I just know the struggles ds has had even before this, he is ASD & was badly bullied, knowing that bullies pick on anyone they see as being different makes me very worried for him. I know that being gay or trans doesn't stop you from adopting but it does make things harder. I also worry about the fact that son is ASD & hangs around with a group of friends who are largely LGBT, is he just trying to fit in or is it really what he is?

Tiktokersmiracle · 06/02/2021 11:20

@Nat6999

I just know the struggles ds has had even before this, he is ASD & was badly bullied, knowing that bullies pick on anyone they see as being different makes me very worried for him. I know that being gay or trans doesn't stop you from adopting but it does make things harder. I also worry about the fact that son is ASD & hangs around with a group of friends who are largely LGBT, is he just trying to fit in or is it really what he is?
Hmm, that does make it more challenging.

But then, DD hangs around in a group of predominantly LGBTQ kids and drama and art kids and is very much the dominant "do not fuck with us or else" member. DD would be very protective of your DS, her brother has disabilities and is Asperger's so they won't take any shit from anyone regards nasty behaviour.

I think it's like anything, we can only support and advise. And offer a shoulder where needed. If the group are LGBTQ there will be that certain level of support and understanding.

MadameButterface · 06/02/2021 11:49

@LastRoloIsMine

MadameButterface

Good to see that there’s no transphobia in mumsnet, as usual

SHUT UP!

Thats not whats happening. Parents are sharing advice on how to manage their complex teens.
I have shared my own story ir my troubled son.

Nobody is hating or fearing trans children we are just trying to understand what is behind their dysphoria.

Excuse your mouth, my kid is trans too. I was talking about the people who have had posts deleted (and there are a lot) for pushing the ‘my child would never be trans because i am a great parent and have explained that it’s all nonsense’ disablist/transphobic line. No one would speak like this about autism (well they used to but that shit is no longer tolerated and rightly so). And i will not shut up.
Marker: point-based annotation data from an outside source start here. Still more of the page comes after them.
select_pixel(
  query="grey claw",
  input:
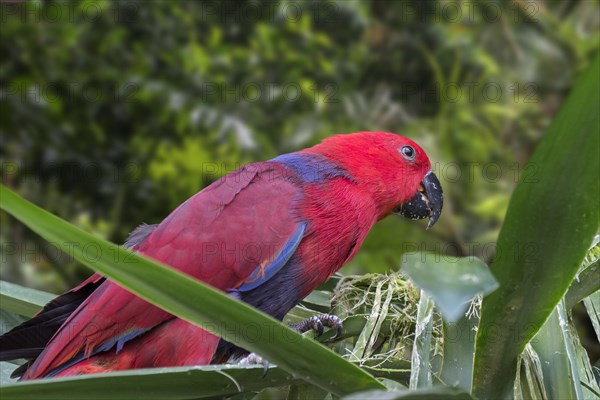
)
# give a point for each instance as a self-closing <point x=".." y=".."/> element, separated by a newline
<point x="317" y="324"/>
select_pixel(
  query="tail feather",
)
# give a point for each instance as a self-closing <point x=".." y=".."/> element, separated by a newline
<point x="29" y="339"/>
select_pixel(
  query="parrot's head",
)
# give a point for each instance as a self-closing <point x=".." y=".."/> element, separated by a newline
<point x="392" y="168"/>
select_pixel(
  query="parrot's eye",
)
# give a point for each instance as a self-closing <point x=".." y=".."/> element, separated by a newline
<point x="408" y="153"/>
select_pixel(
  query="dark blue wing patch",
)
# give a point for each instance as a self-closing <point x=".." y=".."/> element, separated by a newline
<point x="312" y="167"/>
<point x="260" y="275"/>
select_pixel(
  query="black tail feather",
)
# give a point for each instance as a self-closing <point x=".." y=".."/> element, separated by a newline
<point x="29" y="339"/>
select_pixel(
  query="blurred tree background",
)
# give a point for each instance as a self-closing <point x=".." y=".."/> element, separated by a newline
<point x="114" y="112"/>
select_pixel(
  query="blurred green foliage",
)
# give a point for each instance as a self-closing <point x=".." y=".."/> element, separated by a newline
<point x="113" y="113"/>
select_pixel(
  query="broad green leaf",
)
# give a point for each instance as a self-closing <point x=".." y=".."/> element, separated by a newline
<point x="152" y="383"/>
<point x="587" y="280"/>
<point x="22" y="300"/>
<point x="450" y="282"/>
<point x="441" y="393"/>
<point x="181" y="295"/>
<point x="549" y="225"/>
<point x="554" y="347"/>
<point x="306" y="392"/>
<point x="364" y="344"/>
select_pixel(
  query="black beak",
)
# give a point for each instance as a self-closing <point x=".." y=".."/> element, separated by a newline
<point x="427" y="202"/>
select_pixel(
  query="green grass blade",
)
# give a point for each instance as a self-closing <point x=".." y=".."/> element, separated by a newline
<point x="435" y="393"/>
<point x="450" y="283"/>
<point x="159" y="383"/>
<point x="590" y="386"/>
<point x="420" y="373"/>
<point x="459" y="351"/>
<point x="22" y="300"/>
<point x="592" y="305"/>
<point x="535" y="264"/>
<point x="587" y="280"/>
<point x="555" y="350"/>
<point x="182" y="296"/>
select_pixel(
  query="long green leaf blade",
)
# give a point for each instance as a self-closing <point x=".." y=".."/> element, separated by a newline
<point x="181" y="295"/>
<point x="151" y="383"/>
<point x="549" y="225"/>
<point x="22" y="300"/>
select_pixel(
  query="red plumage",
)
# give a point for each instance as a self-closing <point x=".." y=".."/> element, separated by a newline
<point x="336" y="190"/>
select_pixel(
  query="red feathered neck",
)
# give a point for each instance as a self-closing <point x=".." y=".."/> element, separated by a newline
<point x="375" y="162"/>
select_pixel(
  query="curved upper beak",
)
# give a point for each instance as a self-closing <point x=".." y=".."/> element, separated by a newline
<point x="427" y="201"/>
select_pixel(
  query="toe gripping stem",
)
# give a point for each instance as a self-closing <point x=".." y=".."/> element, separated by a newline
<point x="317" y="323"/>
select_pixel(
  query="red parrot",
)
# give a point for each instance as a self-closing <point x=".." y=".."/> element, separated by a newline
<point x="268" y="234"/>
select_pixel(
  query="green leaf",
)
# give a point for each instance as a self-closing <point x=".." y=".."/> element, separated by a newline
<point x="152" y="383"/>
<point x="450" y="282"/>
<point x="181" y="295"/>
<point x="22" y="300"/>
<point x="551" y="220"/>
<point x="441" y="393"/>
<point x="555" y="350"/>
<point x="592" y="306"/>
<point x="459" y="351"/>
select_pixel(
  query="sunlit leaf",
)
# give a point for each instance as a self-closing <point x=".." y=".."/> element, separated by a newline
<point x="450" y="282"/>
<point x="551" y="220"/>
<point x="180" y="295"/>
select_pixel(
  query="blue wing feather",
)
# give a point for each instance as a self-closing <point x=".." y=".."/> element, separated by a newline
<point x="260" y="275"/>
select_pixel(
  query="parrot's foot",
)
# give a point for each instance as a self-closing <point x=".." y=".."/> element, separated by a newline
<point x="254" y="359"/>
<point x="317" y="324"/>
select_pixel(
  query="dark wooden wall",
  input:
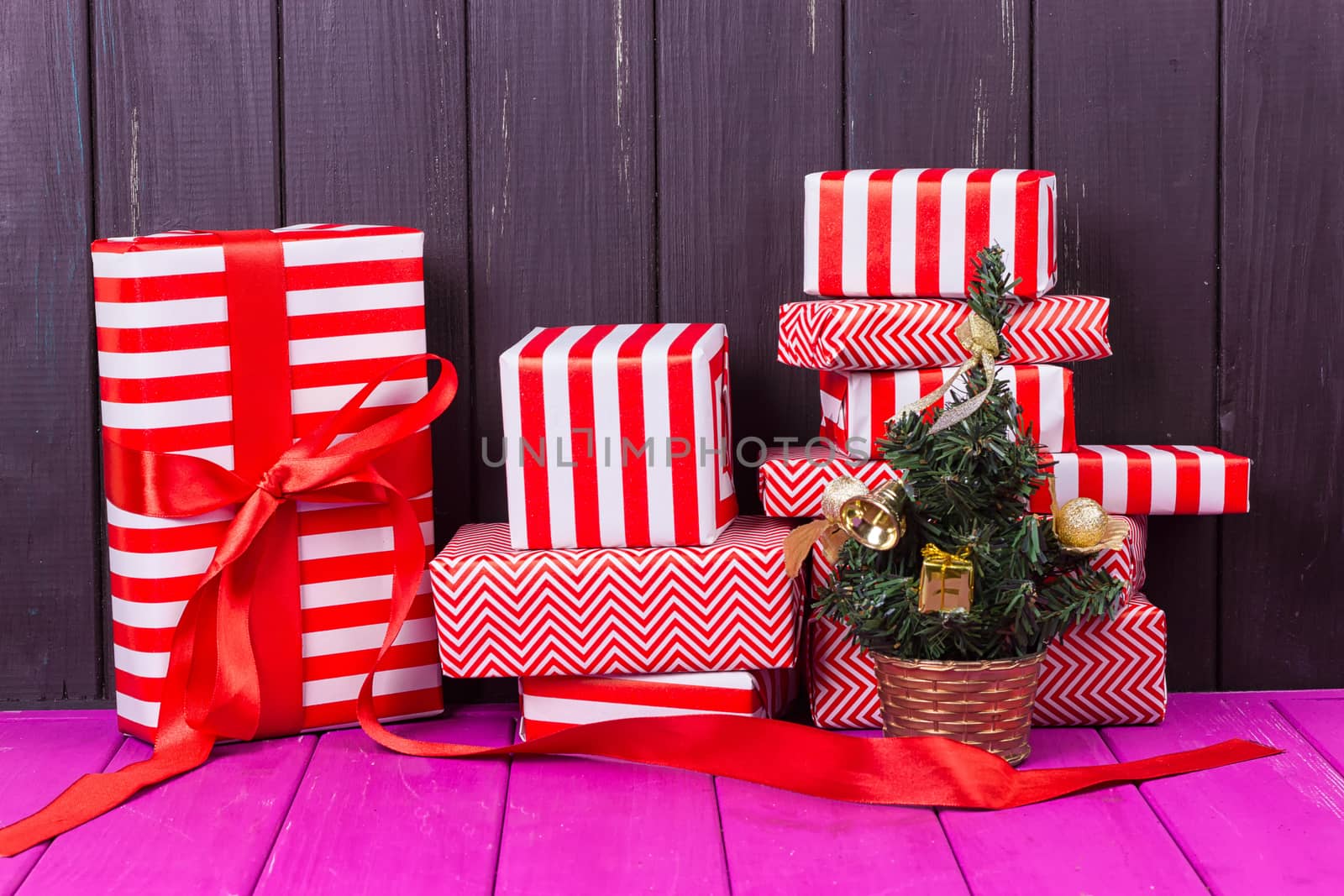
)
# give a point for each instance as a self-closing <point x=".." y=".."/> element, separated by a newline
<point x="635" y="160"/>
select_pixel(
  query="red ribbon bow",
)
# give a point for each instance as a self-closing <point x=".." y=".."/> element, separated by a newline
<point x="234" y="667"/>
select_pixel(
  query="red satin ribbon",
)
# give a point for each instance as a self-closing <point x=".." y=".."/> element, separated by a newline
<point x="214" y="688"/>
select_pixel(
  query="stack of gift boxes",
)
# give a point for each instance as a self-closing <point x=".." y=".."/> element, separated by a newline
<point x="902" y="244"/>
<point x="625" y="584"/>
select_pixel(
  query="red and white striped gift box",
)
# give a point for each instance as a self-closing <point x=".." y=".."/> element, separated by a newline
<point x="855" y="405"/>
<point x="618" y="436"/>
<point x="355" y="304"/>
<point x="916" y="231"/>
<point x="1158" y="479"/>
<point x="555" y="703"/>
<point x="1100" y="672"/>
<point x="909" y="333"/>
<point x="725" y="606"/>
<point x="1136" y="479"/>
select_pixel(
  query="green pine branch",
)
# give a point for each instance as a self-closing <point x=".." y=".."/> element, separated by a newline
<point x="969" y="486"/>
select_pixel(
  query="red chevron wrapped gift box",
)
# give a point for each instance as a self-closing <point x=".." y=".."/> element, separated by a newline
<point x="855" y="405"/>
<point x="174" y="379"/>
<point x="1100" y="672"/>
<point x="617" y="436"/>
<point x="911" y="333"/>
<point x="916" y="231"/>
<point x="1136" y="479"/>
<point x="616" y="610"/>
<point x="554" y="703"/>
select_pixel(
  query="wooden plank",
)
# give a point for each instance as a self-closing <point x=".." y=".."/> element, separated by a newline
<point x="931" y="85"/>
<point x="1265" y="826"/>
<point x="562" y="181"/>
<point x="1133" y="139"/>
<point x="1283" y="262"/>
<point x="50" y="535"/>
<point x="1105" y="841"/>
<point x="730" y="210"/>
<point x="44" y="754"/>
<point x="186" y="116"/>
<point x="208" y="831"/>
<point x="783" y="842"/>
<point x="360" y="806"/>
<point x="375" y="132"/>
<point x="1321" y="721"/>
<point x="593" y="826"/>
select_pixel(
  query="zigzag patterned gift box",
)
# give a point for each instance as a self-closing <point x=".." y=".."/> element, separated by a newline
<point x="855" y="405"/>
<point x="1100" y="672"/>
<point x="916" y="231"/>
<point x="167" y="362"/>
<point x="723" y="606"/>
<point x="1136" y="479"/>
<point x="911" y="333"/>
<point x="554" y="703"/>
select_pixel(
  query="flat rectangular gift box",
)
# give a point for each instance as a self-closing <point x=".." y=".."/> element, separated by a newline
<point x="1100" y="672"/>
<point x="1137" y="479"/>
<point x="855" y="405"/>
<point x="555" y="703"/>
<point x="617" y="436"/>
<point x="716" y="607"/>
<point x="911" y="333"/>
<point x="916" y="231"/>
<point x="354" y="305"/>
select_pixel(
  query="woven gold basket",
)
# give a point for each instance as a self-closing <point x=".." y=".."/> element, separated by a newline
<point x="981" y="703"/>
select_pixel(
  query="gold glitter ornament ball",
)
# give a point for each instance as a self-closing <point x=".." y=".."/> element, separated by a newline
<point x="1081" y="523"/>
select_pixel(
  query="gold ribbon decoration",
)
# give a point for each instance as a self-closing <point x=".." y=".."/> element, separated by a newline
<point x="850" y="511"/>
<point x="980" y="338"/>
<point x="1084" y="527"/>
<point x="947" y="580"/>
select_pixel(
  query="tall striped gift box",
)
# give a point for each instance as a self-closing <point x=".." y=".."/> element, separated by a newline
<point x="568" y="611"/>
<point x="916" y="231"/>
<point x="855" y="405"/>
<point x="555" y="703"/>
<point x="911" y="333"/>
<point x="171" y="382"/>
<point x="1136" y="479"/>
<point x="1099" y="672"/>
<point x="617" y="436"/>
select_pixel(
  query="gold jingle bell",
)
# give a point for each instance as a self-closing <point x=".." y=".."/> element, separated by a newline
<point x="874" y="519"/>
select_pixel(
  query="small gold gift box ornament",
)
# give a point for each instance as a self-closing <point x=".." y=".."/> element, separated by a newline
<point x="871" y="517"/>
<point x="947" y="580"/>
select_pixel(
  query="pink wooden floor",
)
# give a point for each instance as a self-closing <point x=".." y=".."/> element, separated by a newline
<point x="333" y="813"/>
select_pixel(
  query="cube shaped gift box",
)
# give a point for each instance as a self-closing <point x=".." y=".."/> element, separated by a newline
<point x="228" y="347"/>
<point x="617" y="436"/>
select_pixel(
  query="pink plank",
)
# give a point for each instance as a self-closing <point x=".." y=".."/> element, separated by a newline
<point x="1321" y="721"/>
<point x="371" y="821"/>
<point x="207" y="831"/>
<point x="1105" y="841"/>
<point x="1265" y="826"/>
<point x="591" y="826"/>
<point x="781" y="842"/>
<point x="40" y="754"/>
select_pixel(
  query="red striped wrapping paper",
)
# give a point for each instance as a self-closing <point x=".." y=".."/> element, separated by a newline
<point x="569" y="611"/>
<point x="555" y="703"/>
<point x="1137" y="479"/>
<point x="1100" y="672"/>
<point x="909" y="333"/>
<point x="355" y="304"/>
<point x="618" y="436"/>
<point x="855" y="405"/>
<point x="916" y="231"/>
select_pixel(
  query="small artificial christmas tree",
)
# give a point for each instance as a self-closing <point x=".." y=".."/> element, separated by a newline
<point x="974" y="574"/>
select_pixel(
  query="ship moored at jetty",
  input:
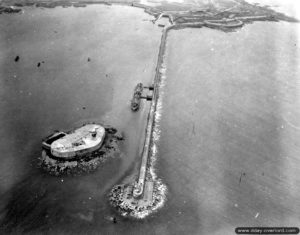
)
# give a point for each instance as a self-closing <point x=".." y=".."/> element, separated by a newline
<point x="80" y="150"/>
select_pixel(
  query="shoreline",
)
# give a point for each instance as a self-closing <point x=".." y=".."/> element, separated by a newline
<point x="210" y="17"/>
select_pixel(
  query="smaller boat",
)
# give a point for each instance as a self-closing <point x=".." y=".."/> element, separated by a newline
<point x="136" y="100"/>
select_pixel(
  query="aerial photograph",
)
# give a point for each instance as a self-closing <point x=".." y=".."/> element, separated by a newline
<point x="149" y="117"/>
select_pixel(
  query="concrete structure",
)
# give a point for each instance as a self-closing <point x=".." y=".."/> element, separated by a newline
<point x="83" y="140"/>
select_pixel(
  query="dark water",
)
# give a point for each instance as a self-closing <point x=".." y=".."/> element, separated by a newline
<point x="230" y="128"/>
<point x="75" y="65"/>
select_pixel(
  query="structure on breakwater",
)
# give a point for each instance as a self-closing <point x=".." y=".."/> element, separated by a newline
<point x="137" y="199"/>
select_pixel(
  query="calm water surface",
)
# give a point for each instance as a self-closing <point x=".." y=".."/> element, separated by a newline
<point x="230" y="125"/>
<point x="66" y="90"/>
<point x="230" y="128"/>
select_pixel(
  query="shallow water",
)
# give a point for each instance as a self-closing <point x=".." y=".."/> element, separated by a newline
<point x="90" y="61"/>
<point x="229" y="146"/>
<point x="229" y="124"/>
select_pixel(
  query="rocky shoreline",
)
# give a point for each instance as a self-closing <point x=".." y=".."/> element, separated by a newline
<point x="88" y="163"/>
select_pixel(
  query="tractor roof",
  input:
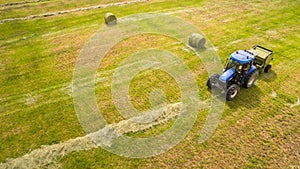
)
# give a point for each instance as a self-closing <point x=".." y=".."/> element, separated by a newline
<point x="242" y="56"/>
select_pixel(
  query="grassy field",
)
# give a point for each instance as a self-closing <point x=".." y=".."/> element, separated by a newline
<point x="260" y="129"/>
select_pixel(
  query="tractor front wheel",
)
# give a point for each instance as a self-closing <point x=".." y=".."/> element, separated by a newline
<point x="211" y="80"/>
<point x="250" y="79"/>
<point x="268" y="68"/>
<point x="232" y="92"/>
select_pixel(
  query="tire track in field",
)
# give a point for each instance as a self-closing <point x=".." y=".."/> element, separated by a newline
<point x="30" y="17"/>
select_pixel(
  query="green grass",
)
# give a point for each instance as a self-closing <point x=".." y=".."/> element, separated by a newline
<point x="256" y="131"/>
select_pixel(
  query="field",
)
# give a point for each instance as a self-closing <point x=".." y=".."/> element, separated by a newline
<point x="260" y="129"/>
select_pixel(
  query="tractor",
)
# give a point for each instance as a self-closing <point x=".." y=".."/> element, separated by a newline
<point x="241" y="69"/>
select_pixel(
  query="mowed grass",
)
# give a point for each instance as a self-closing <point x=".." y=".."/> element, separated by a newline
<point x="257" y="130"/>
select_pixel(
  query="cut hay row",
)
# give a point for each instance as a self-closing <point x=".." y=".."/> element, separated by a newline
<point x="71" y="11"/>
<point x="20" y="3"/>
<point x="48" y="154"/>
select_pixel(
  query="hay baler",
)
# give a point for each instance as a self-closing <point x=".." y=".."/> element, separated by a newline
<point x="242" y="69"/>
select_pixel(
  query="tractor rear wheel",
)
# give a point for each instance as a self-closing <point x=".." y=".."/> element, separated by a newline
<point x="211" y="80"/>
<point x="268" y="68"/>
<point x="250" y="79"/>
<point x="232" y="92"/>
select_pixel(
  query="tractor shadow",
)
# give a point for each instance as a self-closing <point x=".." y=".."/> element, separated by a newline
<point x="268" y="77"/>
<point x="247" y="98"/>
<point x="251" y="97"/>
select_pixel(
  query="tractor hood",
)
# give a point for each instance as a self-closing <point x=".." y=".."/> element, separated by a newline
<point x="227" y="75"/>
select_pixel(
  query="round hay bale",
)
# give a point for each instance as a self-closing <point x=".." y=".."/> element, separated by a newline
<point x="110" y="19"/>
<point x="197" y="41"/>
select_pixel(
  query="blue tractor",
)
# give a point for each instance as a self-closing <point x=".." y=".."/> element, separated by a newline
<point x="242" y="69"/>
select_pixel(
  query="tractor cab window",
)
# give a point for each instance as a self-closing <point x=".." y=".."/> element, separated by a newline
<point x="232" y="64"/>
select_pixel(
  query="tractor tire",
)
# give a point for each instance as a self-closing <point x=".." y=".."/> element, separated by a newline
<point x="211" y="80"/>
<point x="110" y="19"/>
<point x="268" y="68"/>
<point x="197" y="41"/>
<point x="232" y="92"/>
<point x="250" y="79"/>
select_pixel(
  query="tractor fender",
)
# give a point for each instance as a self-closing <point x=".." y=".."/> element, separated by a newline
<point x="252" y="69"/>
<point x="227" y="75"/>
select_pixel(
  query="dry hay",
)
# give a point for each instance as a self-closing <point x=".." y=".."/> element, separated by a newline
<point x="46" y="155"/>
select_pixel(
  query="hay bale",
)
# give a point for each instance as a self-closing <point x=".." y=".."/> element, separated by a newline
<point x="197" y="41"/>
<point x="110" y="19"/>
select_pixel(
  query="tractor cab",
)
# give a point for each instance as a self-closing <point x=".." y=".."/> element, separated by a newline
<point x="239" y="61"/>
<point x="237" y="67"/>
<point x="241" y="69"/>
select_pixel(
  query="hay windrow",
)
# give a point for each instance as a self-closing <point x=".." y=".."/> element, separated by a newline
<point x="71" y="11"/>
<point x="48" y="154"/>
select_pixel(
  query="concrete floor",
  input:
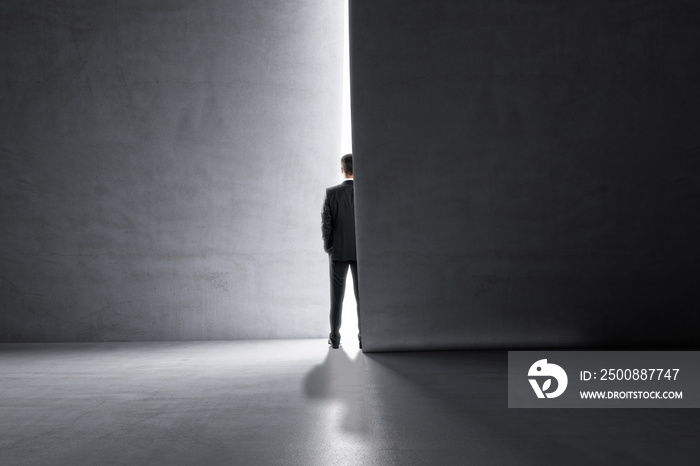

Feel free to report anything that breaks talk guidelines.
JustAmotherOne · 06/02/2021 12:16

Well said MadameButterface

The belittling of trans people and their families by GC posters is getting very out of control on mn.

Quaagars · 06/02/2021 14:54

Well said MadameButterface

Barracker · 06/02/2021 16:01

This reply has been deleted

Message deleted by MNHQ. Here's a link to our Talk Guidelines.

Quaagars · 06/02/2021 16:03

Wow.

IWillSqueakAgain · 06/02/2021 16:12

Wears wrong sexed clothes. Plays with wrong sexed toys.

Ignoring the sexism and regressive stereotypes,

Don’t they realise who pays for said clothing or toys in a household.

Doesn’t basing it on material items most commonly funded by and often controlled by parents is a dangerous bench mark of a child’s preference?